- Born: Gregory Fabian Winter 1970 (age 55–56) New York City, U.S.
- Occupations: Journalist, former teacher, former director of public policy
- Notable credit(s): The New York Times, The Wall Street Journal, CBS Marketwatch
- Spouse: Monica Drake

= Greg Winter (journalist) =

American journalist (born 1970)

Gregory Fabian Winter (born 1970 in Brooklyn, New York) is an American journalist who is the deputy editor of the International Desk of The New York Times. He was the head of The New York Times coverage of the Ebola epidemic in Africa, which won a Pulitzer Prize for International Reporting in 2015. He was previously an education correspondent for the Times from 2002 to 2005. Winter began at the Times as an intern in 2000, then was a financial reporter from 2000 to 2002.

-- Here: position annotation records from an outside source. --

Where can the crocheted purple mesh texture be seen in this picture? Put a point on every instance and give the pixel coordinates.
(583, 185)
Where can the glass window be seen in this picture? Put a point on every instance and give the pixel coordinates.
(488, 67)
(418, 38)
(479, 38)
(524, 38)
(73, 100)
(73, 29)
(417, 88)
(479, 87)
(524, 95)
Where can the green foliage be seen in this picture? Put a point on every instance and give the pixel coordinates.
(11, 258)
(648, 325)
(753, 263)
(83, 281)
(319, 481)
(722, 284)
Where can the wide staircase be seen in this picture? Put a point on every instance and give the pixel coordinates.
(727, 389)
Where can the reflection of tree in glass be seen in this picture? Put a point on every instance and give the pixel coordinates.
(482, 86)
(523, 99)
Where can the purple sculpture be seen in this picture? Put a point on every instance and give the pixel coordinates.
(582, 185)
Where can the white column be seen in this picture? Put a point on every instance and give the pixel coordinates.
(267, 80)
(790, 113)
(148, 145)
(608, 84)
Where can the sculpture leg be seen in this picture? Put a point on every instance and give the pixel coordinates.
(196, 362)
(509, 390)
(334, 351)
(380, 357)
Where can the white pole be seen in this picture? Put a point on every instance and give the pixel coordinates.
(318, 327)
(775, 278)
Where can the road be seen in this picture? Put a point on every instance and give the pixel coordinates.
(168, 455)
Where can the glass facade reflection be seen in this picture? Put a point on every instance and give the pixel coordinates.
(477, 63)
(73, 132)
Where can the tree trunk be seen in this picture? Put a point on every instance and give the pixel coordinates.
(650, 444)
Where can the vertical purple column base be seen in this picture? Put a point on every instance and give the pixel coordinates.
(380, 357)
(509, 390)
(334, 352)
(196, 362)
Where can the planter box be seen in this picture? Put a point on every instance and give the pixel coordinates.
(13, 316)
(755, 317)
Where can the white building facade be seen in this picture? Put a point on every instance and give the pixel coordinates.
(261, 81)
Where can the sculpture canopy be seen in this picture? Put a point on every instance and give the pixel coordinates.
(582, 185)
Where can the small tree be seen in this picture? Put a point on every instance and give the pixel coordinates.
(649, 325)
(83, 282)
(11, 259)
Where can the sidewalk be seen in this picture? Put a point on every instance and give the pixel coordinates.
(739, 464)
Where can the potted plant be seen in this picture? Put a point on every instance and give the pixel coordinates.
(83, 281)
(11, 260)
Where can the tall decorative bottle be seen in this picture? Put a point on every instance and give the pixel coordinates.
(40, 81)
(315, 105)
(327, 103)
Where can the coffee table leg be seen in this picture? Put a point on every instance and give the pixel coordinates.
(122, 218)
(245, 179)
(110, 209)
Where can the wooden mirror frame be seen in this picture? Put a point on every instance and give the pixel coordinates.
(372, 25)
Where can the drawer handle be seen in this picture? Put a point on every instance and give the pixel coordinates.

Winter received a B.A. in architecture from Brown University in 1992. From 1991 to 1992, he was an adult education teacher. From 1994 to 1998, he was director of public policy at the Hamilton Family Center in San Francisco.

He received his master's in journalism from the University of California, Berkeley in 2000, after which he had internships at CBS Marketwatch, The Wall Street Journal and the Times.

==Personal==
In 2006, Winter married Monica Drake, now a deputy managing editor at the print masthead of The New York Times. They reside in Brooklyn.